今日推薦英文原文:《A Beginner』s Guide to Machine Learning》作者:Shaurya Bhandari
原文鏈接:https://blog.usejournal.com/a-beginners-guide-to-machine-learning-5f20f884d574
推薦理由:用簡單的方法介紹機器學習,適合那些需要重溫機器學習或者是想要介紹和學習機器學習的人

A Beginner』s Guide to Machine Learning

(Easy, plain English explanations accompanied by the math, code, and real-life problem examples)
「Karma of humans is Artificial Intelligence」

Who should read this?

  • Technical people who wish to revisit machine learning quickly.
  • Non-technical people who want an introduction to machine learning but have no idea about where to start with.
  • Anybody who thinks machine learning is 「hard.」

Why Machine Learning?

Artificial Intelligence will shape our future more powerfully than any other innovation, this century. The rate of acceleration of AI is already astonishing. After two AI winters over the past four decades, rapidly growing volumes and varieties of available data, computational processing that is cheaper and more powerful, and affordable data storage, the game is now changing.

In this post, you will explore core machine learning concepts and algorithms behind all the technology that powers much of our day-to-day lives. By the end of this, you would be able to describe how it functions at the conceptual level and be equipped with the tools to start building similar models and applications yourself.

Prerequisites to start with machine learning?

To understand the concepts presented, it is recommended that one meets the following prerequisites:
  • In-depth knowledge of intro-level algebra: One should be comfortable with variables and coefficients, linear equations, calculus and understanding of graphs.
  • Proficiency in programming basics, and some experience coding in Python: No prior experience with machine learning is required, but one should feel comfortable reading and writing Python code that contains basic programming constructs, such as function definitions/invocations, lists, dictionaries, loops, and conditional expressions.
  • Basic knowledge of the following Python libraries:
  1. NumPy
  2. Pandas
  3. SciKit-Learn
  4. SciPy
  5. Matplotlib (and/or Seaborn)

The Semantic Tree:

Artificial intelligence is the study of agents that perceive the world around them, form plans, and make decisions to achieve their goals.

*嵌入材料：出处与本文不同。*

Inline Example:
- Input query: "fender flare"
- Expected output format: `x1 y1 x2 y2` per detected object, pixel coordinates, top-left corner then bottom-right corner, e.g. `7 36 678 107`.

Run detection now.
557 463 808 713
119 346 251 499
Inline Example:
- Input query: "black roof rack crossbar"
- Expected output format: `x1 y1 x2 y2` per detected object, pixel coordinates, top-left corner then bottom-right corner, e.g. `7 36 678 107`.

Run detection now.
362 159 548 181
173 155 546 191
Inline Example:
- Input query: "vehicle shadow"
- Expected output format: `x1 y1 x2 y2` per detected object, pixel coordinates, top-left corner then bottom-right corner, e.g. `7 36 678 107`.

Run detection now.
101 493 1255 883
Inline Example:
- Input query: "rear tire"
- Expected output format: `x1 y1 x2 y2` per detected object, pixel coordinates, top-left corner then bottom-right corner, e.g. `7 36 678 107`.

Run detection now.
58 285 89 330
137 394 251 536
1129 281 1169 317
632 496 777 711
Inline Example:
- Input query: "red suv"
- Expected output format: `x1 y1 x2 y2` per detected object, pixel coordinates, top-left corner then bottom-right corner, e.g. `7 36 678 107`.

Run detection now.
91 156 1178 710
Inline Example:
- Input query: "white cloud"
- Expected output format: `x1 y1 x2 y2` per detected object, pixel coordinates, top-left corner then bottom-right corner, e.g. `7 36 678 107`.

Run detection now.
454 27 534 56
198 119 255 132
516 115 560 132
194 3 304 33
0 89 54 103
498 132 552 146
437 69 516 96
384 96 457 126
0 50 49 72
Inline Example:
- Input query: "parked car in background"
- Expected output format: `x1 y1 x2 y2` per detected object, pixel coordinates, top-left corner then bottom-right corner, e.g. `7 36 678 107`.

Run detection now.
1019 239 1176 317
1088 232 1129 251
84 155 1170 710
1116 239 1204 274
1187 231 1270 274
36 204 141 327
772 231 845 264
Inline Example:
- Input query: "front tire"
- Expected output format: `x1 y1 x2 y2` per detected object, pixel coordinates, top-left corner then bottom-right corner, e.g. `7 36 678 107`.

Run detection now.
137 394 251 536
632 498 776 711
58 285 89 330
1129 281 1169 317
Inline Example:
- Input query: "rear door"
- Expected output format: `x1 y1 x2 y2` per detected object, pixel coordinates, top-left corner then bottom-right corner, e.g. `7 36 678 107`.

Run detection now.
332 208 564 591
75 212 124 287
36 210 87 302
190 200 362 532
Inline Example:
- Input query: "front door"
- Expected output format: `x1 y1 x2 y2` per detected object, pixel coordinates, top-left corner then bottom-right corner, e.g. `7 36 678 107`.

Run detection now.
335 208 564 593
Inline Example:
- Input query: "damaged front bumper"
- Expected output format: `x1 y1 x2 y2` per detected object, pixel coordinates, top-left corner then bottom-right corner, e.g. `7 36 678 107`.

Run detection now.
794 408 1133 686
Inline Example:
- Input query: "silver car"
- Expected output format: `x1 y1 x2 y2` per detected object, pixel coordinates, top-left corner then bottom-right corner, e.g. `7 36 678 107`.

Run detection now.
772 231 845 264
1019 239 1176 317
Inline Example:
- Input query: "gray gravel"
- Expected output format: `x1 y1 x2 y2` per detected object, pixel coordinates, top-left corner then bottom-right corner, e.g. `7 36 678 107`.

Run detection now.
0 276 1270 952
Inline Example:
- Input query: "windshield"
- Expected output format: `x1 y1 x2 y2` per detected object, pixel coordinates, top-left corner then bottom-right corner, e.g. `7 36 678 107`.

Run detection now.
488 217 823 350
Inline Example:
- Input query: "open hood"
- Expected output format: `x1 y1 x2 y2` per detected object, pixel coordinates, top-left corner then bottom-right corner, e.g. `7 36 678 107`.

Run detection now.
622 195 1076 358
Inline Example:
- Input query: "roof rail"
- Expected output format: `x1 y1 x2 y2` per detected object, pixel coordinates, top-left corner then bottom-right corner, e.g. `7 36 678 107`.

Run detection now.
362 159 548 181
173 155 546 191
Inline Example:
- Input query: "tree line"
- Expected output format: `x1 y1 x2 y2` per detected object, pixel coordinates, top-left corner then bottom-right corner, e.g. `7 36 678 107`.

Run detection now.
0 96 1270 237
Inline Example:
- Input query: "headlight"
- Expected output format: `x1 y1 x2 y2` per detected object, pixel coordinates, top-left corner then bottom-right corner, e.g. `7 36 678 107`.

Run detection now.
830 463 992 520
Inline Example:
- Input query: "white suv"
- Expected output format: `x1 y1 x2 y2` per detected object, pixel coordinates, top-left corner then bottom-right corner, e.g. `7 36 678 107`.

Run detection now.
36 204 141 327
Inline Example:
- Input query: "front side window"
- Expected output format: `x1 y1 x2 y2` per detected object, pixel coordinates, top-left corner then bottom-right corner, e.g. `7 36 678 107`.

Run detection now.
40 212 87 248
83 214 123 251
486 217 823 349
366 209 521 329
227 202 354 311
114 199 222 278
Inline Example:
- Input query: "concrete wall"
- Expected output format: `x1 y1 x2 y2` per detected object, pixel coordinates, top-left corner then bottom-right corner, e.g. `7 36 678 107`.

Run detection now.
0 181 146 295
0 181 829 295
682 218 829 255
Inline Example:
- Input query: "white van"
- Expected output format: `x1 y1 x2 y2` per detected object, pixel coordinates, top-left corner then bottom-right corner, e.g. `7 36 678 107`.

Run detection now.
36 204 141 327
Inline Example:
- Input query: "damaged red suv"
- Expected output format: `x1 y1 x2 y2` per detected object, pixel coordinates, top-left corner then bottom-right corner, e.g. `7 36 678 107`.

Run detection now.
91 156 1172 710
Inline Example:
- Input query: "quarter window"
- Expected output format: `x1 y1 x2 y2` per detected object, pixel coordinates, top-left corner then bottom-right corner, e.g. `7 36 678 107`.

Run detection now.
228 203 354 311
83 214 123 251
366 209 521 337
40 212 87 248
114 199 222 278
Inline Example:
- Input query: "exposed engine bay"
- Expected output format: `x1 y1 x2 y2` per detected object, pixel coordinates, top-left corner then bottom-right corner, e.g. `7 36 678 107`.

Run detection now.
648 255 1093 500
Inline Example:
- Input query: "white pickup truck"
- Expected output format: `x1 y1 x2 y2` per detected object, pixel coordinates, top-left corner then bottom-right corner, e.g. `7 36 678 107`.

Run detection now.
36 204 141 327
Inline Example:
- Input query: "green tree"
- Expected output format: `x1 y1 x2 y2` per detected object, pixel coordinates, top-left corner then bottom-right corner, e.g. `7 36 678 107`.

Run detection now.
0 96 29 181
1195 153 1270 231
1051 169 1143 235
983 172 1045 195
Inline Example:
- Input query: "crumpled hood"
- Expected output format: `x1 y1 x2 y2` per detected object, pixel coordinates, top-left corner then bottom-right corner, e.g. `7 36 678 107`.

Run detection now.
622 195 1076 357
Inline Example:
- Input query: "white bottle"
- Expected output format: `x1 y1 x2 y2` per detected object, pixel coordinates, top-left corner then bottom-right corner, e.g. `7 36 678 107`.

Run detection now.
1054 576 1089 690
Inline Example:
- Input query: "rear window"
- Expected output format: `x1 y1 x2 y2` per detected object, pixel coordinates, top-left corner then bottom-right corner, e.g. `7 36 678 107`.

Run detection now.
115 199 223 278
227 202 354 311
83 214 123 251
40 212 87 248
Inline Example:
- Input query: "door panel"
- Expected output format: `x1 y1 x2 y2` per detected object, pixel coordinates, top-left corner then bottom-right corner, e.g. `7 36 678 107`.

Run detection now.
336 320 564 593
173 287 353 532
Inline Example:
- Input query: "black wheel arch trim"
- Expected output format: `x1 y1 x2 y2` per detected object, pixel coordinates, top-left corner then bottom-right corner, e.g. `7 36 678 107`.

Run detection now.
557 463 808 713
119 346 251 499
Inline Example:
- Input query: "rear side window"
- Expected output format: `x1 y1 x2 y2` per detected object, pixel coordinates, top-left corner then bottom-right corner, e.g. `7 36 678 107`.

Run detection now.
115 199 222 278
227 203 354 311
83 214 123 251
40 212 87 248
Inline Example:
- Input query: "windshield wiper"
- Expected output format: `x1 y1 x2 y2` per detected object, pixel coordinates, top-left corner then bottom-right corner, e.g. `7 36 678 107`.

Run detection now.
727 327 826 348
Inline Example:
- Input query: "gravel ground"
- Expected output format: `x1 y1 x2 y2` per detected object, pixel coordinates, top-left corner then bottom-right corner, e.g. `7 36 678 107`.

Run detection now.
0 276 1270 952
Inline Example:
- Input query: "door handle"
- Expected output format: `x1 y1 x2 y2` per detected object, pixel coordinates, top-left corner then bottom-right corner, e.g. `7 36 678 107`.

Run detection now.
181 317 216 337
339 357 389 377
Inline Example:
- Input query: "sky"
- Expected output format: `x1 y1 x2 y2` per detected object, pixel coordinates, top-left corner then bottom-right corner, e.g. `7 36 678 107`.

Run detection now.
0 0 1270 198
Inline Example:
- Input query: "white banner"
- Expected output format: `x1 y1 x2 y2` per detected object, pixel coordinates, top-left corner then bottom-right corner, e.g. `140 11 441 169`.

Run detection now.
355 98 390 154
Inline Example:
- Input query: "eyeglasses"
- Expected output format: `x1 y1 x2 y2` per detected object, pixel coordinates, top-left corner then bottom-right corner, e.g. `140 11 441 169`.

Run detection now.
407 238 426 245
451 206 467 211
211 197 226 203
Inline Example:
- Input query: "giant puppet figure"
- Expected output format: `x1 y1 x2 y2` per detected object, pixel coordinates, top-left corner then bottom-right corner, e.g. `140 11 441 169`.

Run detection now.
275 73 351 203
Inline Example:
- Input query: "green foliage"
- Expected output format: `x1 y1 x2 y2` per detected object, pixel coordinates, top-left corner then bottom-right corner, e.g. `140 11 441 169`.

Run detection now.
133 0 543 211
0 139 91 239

Machine learning is a subfield of artificial intelligence. Its goal is to enable computers to learn on their own. A machine』s learning algorithm enables it to identify patterns in observed data, build models that explain the world, and predict things without having explicit pre-programmed rules and models.

The semantic tree

What is Machine Learning?

Arthur Samuel described machine learning as: 「The field of study that gives computers the ability to learn without being explicitly programmed.」 This is an older, informal definition which now holds little meaning.
Tom Mitchell provides a more modern definition: 「A computer program is said to learn from experience E with respect to some class of tasks T and performance measure P, if its performance at tasks in T, as measured by P, improves with experience E.」

In simpler terms, Machine learning is the idea that there are generic algorithms that can tell you something interesting about a set of data without you having to write any custom code which is specific to a problem. Instead of writing code, you feed data to the generic algorithm and it builds its own logic based on the data.

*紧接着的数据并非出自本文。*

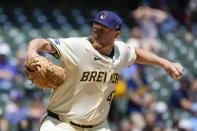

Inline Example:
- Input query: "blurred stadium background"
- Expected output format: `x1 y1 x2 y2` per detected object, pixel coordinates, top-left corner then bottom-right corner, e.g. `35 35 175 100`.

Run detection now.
0 0 197 131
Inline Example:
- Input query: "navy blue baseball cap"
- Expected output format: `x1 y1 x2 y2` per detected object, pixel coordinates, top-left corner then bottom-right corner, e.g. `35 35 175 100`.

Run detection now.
90 10 122 30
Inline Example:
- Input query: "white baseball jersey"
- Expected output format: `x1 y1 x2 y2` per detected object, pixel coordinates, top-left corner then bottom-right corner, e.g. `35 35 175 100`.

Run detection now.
48 37 136 125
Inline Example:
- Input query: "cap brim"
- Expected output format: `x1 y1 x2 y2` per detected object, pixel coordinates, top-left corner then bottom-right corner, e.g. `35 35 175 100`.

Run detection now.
88 19 114 30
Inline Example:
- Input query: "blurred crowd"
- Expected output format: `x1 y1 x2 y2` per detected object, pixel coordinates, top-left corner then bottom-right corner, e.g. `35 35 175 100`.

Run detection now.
0 0 197 131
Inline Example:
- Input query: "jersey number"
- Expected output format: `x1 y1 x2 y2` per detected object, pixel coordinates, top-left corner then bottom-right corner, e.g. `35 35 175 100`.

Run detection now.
107 90 115 104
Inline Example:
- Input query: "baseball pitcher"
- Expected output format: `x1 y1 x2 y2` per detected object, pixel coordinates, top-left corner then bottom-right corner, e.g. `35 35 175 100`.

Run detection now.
27 10 183 131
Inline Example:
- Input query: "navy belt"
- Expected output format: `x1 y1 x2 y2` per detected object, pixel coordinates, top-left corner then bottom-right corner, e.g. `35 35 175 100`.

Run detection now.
47 110 94 128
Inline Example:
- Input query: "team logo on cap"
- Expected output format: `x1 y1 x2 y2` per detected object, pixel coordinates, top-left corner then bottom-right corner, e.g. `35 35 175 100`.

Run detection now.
99 11 107 20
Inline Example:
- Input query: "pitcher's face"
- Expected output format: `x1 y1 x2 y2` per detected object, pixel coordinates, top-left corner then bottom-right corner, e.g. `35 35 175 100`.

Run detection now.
92 23 120 45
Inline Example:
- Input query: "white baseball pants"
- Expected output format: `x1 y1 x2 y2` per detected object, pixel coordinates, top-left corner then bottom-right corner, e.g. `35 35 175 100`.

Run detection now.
39 116 110 131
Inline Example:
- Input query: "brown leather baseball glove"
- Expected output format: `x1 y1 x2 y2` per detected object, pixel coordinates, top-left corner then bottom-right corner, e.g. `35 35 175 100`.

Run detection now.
25 56 66 88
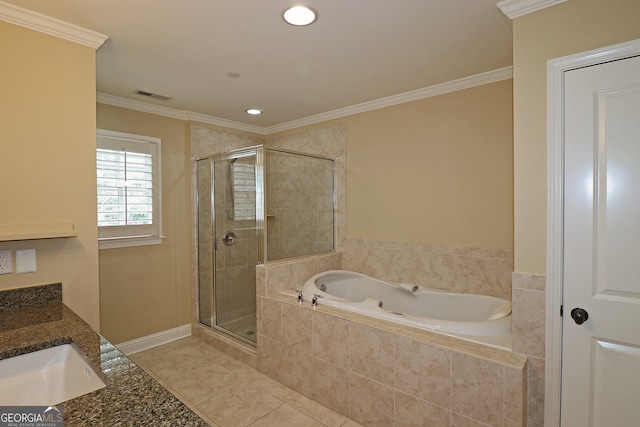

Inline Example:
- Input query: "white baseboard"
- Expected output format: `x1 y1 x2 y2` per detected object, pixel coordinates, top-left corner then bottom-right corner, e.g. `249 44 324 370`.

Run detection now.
116 324 191 356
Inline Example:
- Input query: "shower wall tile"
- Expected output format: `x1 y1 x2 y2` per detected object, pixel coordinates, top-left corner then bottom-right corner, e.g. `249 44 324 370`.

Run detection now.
395 391 451 427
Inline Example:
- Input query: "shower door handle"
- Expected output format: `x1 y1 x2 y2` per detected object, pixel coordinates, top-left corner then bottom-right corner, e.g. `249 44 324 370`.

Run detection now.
222 231 236 246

You can think of machine learning algorithms as falling into one of the three categories ——— Supervised Learning and Unsupervised Learning and Reinforcement Learning.
  • Supervised Learning: A supervised learning algorithm takes labeled data and creates a model that can make predictions given new data. This can be either a classification problem or a regression problem.
  • Unsupervised Learning: Unsupervised learning is when we are dealing with data that has not been labeled or categorized. The goal is to find patterns and create structure in data in order to derive meaning. Two forms of unsupervised learning are clustering and dimensionality reduction.
  • Reinforcement Learning: Reinforcement learning uses a reward system and trial-and-error in order to maximize the long-term reward.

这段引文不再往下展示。